El idiota podía vivir a las afueras del pueblo, cerca de la carretera 45, en una pequeña casa donde sus padres conmovidos por la dureza de la enfermedad lo habían mantenido oculto desde su niñez. Nadie sabía el nombre del idiota y nadie sabía tampoco el nombre de sus padres. Era un fantasma sin origen que deambulaba por las calles con su carrito de supermercado buscando objetos viejos en los basureros. Decían que lo que más le gustaba recolectar eran latas vacías de frijoles, que él, luego de rescatarlas de su asidero borroso, las llevaba a la altura de sus ojos y dedicaba cinco, seis minutos a observar en su interior.
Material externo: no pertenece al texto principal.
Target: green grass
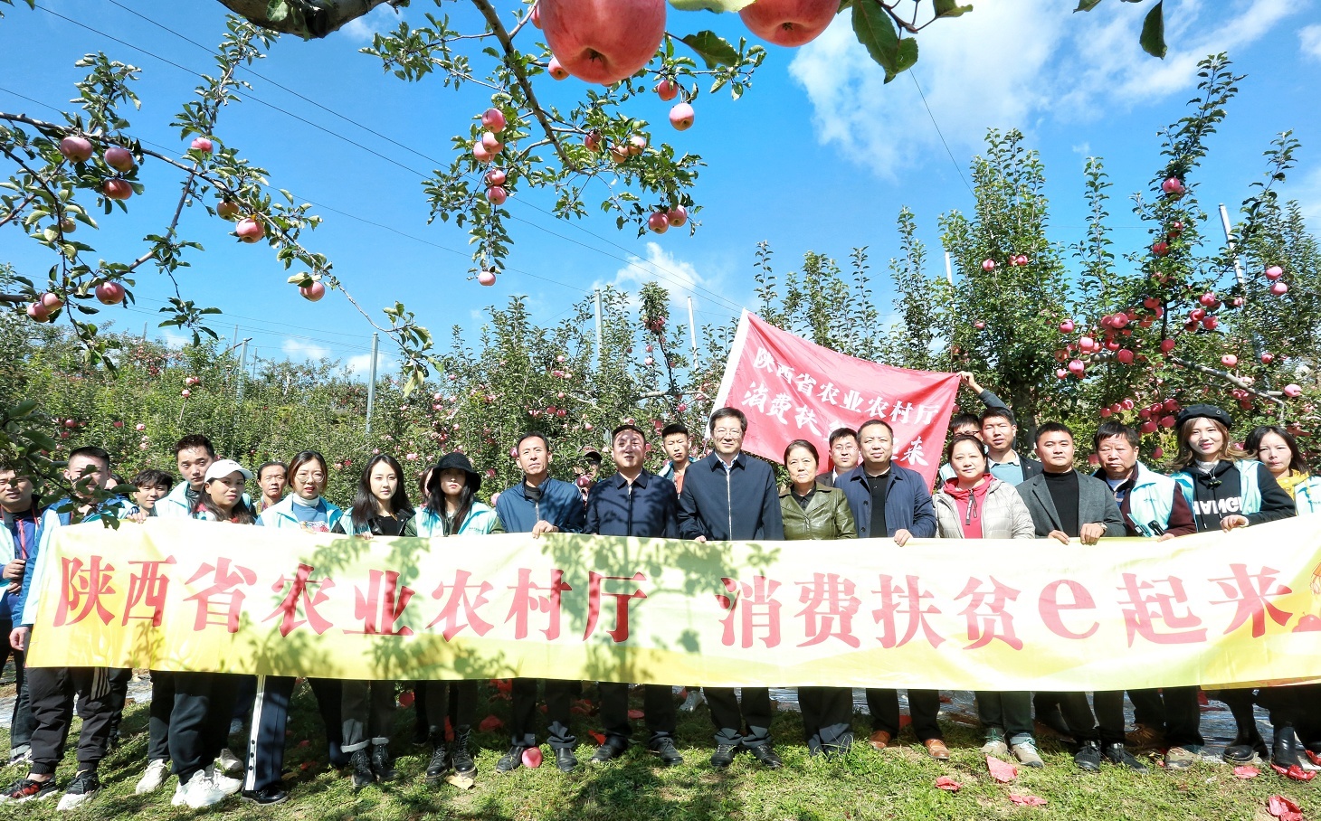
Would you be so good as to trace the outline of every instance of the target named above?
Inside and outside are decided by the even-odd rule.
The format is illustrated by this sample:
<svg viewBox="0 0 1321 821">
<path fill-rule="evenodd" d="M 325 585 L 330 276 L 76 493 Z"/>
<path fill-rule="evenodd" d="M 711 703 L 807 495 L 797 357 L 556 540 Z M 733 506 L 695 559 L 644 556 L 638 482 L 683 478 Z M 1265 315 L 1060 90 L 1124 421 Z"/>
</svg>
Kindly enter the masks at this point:
<svg viewBox="0 0 1321 821">
<path fill-rule="evenodd" d="M 588 692 L 588 696 L 594 696 Z M 638 705 L 641 706 L 641 705 Z M 491 710 L 509 718 L 509 702 L 494 700 Z M 482 821 L 638 821 L 641 818 L 768 818 L 768 820 L 860 820 L 898 818 L 931 821 L 946 818 L 1058 818 L 1065 821 L 1120 818 L 1206 818 L 1214 821 L 1268 821 L 1266 801 L 1272 793 L 1297 801 L 1308 817 L 1321 818 L 1321 801 L 1312 784 L 1285 781 L 1269 768 L 1252 780 L 1238 780 L 1229 766 L 1198 764 L 1182 772 L 1159 768 L 1136 775 L 1115 767 L 1100 773 L 1078 771 L 1066 750 L 1044 743 L 1046 768 L 1020 770 L 1013 784 L 995 783 L 978 752 L 980 737 L 975 727 L 946 722 L 946 739 L 952 760 L 938 763 L 921 747 L 876 752 L 856 747 L 838 762 L 810 759 L 801 743 L 802 725 L 797 713 L 783 711 L 773 727 L 785 768 L 770 772 L 746 755 L 733 767 L 717 772 L 707 763 L 711 755 L 711 721 L 705 707 L 679 714 L 679 747 L 687 759 L 680 767 L 660 768 L 645 748 L 631 750 L 624 759 L 605 766 L 588 766 L 594 742 L 589 730 L 598 730 L 596 717 L 575 717 L 576 731 L 584 739 L 579 748 L 579 771 L 563 775 L 551 756 L 538 770 L 520 768 L 510 775 L 494 771 L 503 751 L 503 731 L 477 734 L 477 785 L 458 791 L 448 784 L 428 788 L 421 772 L 427 754 L 407 743 L 412 711 L 399 710 L 392 751 L 403 777 L 383 787 L 369 787 L 354 795 L 346 775 L 325 767 L 325 740 L 316 702 L 300 686 L 289 727 L 285 764 L 293 771 L 288 781 L 291 800 L 272 808 L 258 808 L 236 797 L 213 810 L 194 812 L 172 808 L 174 780 L 151 796 L 133 795 L 141 775 L 147 747 L 147 707 L 133 705 L 125 715 L 127 743 L 102 763 L 103 791 L 86 808 L 57 813 L 55 801 L 0 808 L 0 817 L 12 818 L 182 818 L 218 813 L 226 818 L 289 820 L 403 820 L 429 816 Z M 641 722 L 634 722 L 635 725 Z M 856 717 L 856 730 L 865 738 L 868 719 Z M 75 727 L 77 729 L 77 727 Z M 641 729 L 639 729 L 641 735 Z M 300 746 L 308 739 L 308 746 Z M 911 742 L 911 739 L 906 739 Z M 8 739 L 0 748 L 8 748 Z M 546 748 L 543 748 L 546 750 Z M 242 751 L 239 751 L 242 755 Z M 59 768 L 59 781 L 73 775 L 73 755 Z M 303 770 L 303 764 L 309 767 Z M 11 767 L 8 781 L 22 772 Z M 935 788 L 935 779 L 952 776 L 963 789 L 951 793 Z M 1045 806 L 1017 806 L 1011 793 L 1030 793 L 1048 800 Z"/>
</svg>

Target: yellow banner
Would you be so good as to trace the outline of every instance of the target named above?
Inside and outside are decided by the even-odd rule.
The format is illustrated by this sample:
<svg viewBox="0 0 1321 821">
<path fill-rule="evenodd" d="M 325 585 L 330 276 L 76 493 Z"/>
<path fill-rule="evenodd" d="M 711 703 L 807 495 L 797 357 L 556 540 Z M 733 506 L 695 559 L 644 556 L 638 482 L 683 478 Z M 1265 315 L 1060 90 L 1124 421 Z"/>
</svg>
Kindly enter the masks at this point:
<svg viewBox="0 0 1321 821">
<path fill-rule="evenodd" d="M 62 528 L 28 663 L 1092 690 L 1321 678 L 1321 517 L 1173 541 Z"/>
</svg>

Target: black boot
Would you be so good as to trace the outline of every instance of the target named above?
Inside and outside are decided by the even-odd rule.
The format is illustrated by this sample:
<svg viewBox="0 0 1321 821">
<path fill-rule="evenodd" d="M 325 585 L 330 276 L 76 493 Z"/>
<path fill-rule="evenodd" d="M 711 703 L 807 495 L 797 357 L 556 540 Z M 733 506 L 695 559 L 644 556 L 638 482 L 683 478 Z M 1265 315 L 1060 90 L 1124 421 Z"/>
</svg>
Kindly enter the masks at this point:
<svg viewBox="0 0 1321 821">
<path fill-rule="evenodd" d="M 427 783 L 439 784 L 449 775 L 449 750 L 445 747 L 445 737 L 433 734 L 431 737 L 431 762 L 427 763 Z"/>
<path fill-rule="evenodd" d="M 367 752 L 366 747 L 353 751 L 353 755 L 349 756 L 349 770 L 353 776 L 354 792 L 376 780 L 376 773 L 371 771 L 371 754 Z"/>
<path fill-rule="evenodd" d="M 449 748 L 449 762 L 454 766 L 454 772 L 469 779 L 477 775 L 477 762 L 473 760 L 473 754 L 468 751 L 468 740 L 472 735 L 472 727 L 460 725 L 454 730 L 454 743 Z"/>
<path fill-rule="evenodd" d="M 1275 743 L 1271 748 L 1271 763 L 1288 770 L 1289 767 L 1303 767 L 1303 742 L 1293 730 L 1293 725 L 1283 725 L 1275 729 Z"/>
<path fill-rule="evenodd" d="M 395 770 L 394 762 L 390 760 L 390 747 L 386 744 L 374 744 L 371 747 L 371 771 L 376 773 L 376 779 L 380 781 L 394 781 L 399 777 L 399 771 Z"/>
</svg>

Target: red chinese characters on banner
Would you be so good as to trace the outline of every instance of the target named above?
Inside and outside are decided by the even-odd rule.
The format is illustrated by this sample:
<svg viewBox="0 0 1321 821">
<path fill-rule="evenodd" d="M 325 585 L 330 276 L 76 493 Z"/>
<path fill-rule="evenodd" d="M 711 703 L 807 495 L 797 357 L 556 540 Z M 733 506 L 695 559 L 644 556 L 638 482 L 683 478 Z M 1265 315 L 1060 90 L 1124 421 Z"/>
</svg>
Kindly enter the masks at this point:
<svg viewBox="0 0 1321 821">
<path fill-rule="evenodd" d="M 954 374 L 894 368 L 814 345 L 744 313 L 716 407 L 748 414 L 742 447 L 775 459 L 794 440 L 830 451 L 835 428 L 869 418 L 894 429 L 894 461 L 935 482 L 959 392 Z M 822 470 L 828 465 L 822 463 Z"/>
</svg>

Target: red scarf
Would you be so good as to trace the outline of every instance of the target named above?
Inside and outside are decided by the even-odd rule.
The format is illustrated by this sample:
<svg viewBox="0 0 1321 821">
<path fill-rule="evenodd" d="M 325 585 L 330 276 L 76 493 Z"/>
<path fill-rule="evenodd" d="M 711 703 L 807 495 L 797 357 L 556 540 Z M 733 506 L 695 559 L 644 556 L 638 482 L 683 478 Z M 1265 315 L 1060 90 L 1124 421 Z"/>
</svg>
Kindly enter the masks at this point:
<svg viewBox="0 0 1321 821">
<path fill-rule="evenodd" d="M 982 508 L 985 507 L 987 492 L 991 490 L 991 476 L 972 490 L 959 487 L 958 479 L 946 479 L 945 492 L 954 499 L 959 511 L 959 524 L 964 539 L 982 539 Z"/>
</svg>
Lo cierto era que el idiota no había hablado con nadie, era lo suficientemente astuto para evitar el encuentro fortuito con cualquiera que pudiese romper su secreto. Luego de la expedición diaria, el idiota regresaba por las mismas calles por las que había venido y desaparecía en medio del cansancio vespertino. El chirrido ambulante demoraba más en desparecer, como si fuese la cola de un reptil acezante escabulléndose hacia el interior de un pantano en llamas.